We’ve stayed at home yesterday and today, minus the Dr. visits yesterday morning.  We all slept late today and we had breakfast around noon today, a simple one of sausage and croissants.

My daughter sits on the couch next to me, with her headphones on, she’s playing games on Disney’s website and I occasionally hear her talking to herself or the game.  My son, is resting up in my bed watching TV in our bedroom.  He’s bundled up under the covers and we’re waiting for the next time we give him some Tylenol to help relieve him of his head and throat pain and reduce his fever.

I did some Christmas shopping today on Amazon today.  I got gifts for my wife, both of my kids, and for my Mom.  I think today’s purchase was the most items I’ve purchased in a single sitting, though not the most expensive.  I’ve vowed to my wife, that I was going to try and do all of my shopping online this year, avoiding stores as much as possible and the anxiety that goes along with seeing empty shelves.  There’s still more that I want to get, but I think I’ll wait until my wife gets paid next week.

I’ve been sitting on the couch this afternoon watching the Eagles game, where they seem to be on their way to another win under Nick Foles leadership.  There’s less about 6 minutes remaining in the game and the Eagles are up by 10 over the Cardinals.  I have the game on mute and I’m listening to my favorites playlist on iTunes.  My wife is at the grocery store right now.

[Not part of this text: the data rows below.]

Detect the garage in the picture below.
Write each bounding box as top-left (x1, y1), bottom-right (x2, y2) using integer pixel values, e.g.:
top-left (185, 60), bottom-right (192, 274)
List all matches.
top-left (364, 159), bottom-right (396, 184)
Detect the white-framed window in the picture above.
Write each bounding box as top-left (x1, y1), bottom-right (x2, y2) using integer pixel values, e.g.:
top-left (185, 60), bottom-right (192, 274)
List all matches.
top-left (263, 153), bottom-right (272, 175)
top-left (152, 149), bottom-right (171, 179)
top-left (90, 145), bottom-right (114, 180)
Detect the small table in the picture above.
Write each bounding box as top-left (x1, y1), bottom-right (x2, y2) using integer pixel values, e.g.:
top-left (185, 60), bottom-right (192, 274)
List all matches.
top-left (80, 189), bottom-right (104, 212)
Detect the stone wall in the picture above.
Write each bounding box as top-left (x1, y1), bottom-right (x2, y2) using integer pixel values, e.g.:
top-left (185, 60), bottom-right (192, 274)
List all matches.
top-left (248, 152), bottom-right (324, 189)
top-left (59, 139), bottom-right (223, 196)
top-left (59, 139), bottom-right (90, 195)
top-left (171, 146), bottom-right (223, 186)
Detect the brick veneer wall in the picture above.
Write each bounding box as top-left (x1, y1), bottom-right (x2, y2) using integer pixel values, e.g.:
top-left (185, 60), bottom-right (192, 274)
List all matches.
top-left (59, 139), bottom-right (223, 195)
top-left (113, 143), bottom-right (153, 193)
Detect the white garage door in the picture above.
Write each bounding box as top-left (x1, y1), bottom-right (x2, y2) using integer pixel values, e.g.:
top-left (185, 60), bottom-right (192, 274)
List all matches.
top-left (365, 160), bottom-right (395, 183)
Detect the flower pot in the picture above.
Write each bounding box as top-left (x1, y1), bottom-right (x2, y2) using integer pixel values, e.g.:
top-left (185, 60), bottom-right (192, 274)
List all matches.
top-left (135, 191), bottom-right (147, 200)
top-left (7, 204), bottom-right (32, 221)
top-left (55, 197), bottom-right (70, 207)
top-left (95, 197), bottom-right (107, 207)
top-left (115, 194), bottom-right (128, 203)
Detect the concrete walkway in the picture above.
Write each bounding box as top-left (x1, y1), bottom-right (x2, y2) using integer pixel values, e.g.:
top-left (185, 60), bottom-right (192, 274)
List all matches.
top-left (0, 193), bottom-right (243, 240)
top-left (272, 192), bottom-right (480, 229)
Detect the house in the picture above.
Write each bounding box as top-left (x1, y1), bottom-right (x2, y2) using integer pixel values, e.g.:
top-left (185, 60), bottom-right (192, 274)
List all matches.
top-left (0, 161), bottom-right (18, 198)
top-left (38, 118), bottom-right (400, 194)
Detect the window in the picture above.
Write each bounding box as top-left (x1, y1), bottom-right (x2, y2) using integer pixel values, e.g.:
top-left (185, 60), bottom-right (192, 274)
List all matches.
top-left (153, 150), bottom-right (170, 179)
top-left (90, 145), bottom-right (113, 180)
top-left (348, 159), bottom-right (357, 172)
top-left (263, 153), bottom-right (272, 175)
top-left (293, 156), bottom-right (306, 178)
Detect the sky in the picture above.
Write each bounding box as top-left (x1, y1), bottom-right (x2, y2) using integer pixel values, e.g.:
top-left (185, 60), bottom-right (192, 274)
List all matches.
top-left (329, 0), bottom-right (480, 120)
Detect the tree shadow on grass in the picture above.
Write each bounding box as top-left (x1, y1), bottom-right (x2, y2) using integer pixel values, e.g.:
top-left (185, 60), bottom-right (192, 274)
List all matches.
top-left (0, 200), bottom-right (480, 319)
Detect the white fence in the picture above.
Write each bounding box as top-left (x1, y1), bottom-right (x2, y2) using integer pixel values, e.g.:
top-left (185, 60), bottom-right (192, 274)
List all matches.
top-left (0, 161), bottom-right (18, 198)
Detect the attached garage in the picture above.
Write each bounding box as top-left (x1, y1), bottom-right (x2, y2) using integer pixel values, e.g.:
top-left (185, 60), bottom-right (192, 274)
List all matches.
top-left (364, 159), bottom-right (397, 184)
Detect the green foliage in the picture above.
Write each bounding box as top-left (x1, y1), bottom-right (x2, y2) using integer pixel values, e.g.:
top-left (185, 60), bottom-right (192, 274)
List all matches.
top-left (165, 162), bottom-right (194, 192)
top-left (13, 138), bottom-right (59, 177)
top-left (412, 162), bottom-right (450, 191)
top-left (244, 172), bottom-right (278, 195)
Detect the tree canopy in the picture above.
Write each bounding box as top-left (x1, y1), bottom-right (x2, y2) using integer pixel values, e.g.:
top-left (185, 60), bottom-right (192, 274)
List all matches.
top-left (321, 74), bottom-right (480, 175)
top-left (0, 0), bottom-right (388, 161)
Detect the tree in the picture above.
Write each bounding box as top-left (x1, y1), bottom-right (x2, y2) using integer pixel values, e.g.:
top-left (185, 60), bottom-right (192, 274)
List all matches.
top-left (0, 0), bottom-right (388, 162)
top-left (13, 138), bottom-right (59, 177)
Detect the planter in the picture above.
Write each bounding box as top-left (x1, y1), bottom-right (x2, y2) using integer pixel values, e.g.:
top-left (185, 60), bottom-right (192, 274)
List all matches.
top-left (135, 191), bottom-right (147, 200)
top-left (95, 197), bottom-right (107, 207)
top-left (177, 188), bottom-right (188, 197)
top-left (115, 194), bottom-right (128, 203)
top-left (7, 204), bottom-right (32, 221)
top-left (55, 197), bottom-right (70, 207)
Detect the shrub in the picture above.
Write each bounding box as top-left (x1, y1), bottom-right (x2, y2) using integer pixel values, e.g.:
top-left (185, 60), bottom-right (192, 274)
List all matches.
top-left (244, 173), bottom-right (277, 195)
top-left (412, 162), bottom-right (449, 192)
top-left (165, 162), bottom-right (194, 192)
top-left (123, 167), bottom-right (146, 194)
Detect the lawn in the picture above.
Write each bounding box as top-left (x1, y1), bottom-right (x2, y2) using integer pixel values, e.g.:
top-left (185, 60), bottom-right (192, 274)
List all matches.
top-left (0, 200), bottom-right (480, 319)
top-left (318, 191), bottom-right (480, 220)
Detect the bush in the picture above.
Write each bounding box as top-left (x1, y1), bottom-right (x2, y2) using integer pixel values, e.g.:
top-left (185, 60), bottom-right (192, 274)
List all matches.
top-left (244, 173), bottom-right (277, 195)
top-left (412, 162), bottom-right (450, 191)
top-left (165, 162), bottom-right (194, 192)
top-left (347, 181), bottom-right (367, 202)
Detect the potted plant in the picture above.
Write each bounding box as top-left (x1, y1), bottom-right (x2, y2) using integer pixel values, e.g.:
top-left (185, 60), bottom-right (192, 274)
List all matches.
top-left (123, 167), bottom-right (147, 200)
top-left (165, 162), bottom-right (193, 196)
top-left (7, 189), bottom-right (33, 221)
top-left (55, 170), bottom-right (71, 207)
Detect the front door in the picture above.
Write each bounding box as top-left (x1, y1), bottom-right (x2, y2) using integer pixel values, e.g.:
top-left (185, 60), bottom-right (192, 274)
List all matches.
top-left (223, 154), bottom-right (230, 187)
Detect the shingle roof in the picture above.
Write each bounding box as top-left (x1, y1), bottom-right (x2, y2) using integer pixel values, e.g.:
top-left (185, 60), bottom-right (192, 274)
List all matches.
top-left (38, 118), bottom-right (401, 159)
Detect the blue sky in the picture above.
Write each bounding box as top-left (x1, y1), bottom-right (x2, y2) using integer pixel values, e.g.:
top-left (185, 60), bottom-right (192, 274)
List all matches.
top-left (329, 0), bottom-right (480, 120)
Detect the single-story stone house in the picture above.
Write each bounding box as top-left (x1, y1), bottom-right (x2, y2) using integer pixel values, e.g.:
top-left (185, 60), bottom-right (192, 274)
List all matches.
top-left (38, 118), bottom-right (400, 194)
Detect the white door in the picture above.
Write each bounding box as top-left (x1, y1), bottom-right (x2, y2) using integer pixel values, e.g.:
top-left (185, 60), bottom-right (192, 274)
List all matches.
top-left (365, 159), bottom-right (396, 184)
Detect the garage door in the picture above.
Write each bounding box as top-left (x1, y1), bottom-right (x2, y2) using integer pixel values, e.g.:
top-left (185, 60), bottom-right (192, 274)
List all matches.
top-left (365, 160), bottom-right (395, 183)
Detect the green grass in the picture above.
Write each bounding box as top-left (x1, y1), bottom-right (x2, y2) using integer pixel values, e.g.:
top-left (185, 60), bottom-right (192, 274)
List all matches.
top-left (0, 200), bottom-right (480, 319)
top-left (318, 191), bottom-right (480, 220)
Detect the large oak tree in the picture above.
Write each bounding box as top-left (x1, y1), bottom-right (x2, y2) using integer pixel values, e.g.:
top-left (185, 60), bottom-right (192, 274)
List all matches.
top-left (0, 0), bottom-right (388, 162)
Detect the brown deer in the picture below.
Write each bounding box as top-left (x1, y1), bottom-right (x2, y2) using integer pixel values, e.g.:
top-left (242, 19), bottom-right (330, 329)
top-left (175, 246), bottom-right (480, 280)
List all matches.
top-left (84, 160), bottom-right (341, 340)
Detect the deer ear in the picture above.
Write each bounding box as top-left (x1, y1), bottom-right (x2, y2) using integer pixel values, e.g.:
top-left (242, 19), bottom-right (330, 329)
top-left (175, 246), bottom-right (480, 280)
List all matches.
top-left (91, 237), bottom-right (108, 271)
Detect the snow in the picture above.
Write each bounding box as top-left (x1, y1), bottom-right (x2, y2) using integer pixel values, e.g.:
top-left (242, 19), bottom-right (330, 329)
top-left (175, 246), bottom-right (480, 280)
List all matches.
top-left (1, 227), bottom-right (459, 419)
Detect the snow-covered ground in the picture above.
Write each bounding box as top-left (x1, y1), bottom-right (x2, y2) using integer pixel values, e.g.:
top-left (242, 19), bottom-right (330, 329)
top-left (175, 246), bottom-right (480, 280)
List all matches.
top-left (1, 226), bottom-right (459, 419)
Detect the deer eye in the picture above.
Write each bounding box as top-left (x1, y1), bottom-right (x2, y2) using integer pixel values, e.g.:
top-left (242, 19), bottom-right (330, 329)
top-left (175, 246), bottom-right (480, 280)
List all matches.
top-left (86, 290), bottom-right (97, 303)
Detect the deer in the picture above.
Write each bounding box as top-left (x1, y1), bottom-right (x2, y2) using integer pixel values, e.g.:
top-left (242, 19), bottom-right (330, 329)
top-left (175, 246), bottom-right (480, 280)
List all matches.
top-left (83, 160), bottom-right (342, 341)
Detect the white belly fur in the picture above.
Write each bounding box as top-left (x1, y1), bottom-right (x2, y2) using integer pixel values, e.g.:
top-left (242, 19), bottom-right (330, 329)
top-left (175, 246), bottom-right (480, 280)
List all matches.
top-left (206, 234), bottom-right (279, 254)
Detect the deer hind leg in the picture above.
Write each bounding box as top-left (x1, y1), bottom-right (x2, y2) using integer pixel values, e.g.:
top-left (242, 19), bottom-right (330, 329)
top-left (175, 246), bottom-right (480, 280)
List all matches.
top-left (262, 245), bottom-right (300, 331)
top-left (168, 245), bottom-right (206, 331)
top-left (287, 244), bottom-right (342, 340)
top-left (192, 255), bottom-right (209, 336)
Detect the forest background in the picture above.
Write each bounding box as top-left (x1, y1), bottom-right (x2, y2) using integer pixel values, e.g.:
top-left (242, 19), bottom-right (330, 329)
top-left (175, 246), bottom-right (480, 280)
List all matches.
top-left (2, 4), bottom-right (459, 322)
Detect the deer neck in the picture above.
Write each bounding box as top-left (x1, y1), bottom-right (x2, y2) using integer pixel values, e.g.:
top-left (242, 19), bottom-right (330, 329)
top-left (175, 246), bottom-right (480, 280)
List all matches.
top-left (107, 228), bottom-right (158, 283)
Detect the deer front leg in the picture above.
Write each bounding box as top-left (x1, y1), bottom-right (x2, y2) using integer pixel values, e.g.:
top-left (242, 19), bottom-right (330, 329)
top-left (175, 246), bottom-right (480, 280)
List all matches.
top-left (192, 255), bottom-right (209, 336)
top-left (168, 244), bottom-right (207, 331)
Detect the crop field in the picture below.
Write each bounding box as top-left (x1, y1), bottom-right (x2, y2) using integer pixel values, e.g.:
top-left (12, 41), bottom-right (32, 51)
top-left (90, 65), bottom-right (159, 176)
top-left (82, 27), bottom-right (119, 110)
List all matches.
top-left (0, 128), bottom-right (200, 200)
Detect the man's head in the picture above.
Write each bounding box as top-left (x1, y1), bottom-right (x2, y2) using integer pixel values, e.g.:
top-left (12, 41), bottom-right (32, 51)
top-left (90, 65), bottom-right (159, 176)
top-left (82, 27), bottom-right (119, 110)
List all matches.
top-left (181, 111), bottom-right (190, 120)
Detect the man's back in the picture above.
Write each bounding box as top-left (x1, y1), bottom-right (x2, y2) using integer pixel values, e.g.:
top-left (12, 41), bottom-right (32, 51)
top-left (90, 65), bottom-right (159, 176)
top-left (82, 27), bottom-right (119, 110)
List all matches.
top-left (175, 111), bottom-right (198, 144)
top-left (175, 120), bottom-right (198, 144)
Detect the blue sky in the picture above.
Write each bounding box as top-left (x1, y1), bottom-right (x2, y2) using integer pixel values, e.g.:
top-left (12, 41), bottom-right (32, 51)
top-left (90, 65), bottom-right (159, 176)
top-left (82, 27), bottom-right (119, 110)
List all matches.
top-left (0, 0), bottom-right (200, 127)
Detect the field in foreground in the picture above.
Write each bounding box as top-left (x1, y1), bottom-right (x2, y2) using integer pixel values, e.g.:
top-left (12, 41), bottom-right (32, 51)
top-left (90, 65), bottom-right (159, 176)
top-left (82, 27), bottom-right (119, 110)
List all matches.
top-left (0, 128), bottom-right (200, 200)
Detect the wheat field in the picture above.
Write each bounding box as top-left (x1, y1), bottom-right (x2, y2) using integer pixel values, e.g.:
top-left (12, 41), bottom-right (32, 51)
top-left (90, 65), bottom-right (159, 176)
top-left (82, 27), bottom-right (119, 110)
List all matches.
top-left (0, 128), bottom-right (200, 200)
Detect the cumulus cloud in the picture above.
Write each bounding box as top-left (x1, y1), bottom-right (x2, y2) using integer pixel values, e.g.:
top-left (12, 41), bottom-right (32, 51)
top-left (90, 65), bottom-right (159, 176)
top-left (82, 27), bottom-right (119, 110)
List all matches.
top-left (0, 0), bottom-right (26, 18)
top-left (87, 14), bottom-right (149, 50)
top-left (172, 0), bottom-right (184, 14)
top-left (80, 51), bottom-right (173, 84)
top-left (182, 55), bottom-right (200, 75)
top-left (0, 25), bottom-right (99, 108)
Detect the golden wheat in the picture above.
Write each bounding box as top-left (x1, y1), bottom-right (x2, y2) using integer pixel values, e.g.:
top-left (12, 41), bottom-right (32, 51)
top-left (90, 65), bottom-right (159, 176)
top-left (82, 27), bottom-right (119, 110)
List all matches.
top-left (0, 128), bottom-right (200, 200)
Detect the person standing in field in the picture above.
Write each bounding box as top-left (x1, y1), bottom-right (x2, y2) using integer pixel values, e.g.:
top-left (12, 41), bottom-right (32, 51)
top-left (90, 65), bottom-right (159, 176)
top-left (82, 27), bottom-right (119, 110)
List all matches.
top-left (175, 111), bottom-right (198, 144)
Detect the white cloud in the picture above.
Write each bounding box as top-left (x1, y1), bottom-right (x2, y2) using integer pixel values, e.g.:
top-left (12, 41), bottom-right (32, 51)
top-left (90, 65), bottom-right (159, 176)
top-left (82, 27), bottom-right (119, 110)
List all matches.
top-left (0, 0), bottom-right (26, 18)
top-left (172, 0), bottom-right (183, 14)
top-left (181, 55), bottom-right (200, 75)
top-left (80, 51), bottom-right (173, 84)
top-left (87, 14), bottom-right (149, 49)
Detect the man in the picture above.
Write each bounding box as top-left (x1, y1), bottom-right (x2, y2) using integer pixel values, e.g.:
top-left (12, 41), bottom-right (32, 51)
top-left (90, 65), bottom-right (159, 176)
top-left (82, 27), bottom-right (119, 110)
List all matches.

Right now, despite everyone not feeling 100%, I thought this was a good weekend.  I was off on Thursday and Friday for the holiday, add in Saturday and Sunday and the 4 days off was just enough to recharge my batteries.  The weather has been typical Delaware Valley fall weather, cool and cloudy.  I’m not sure the sun had come out at all over the last few days.  Despite not seeing much of the sun over the last few days, my energy level is up.  I’m in a very good mood right now, and have everything I need.

I do not want today to end, despite everyone not feeling well, I only wish they’d start to feel better.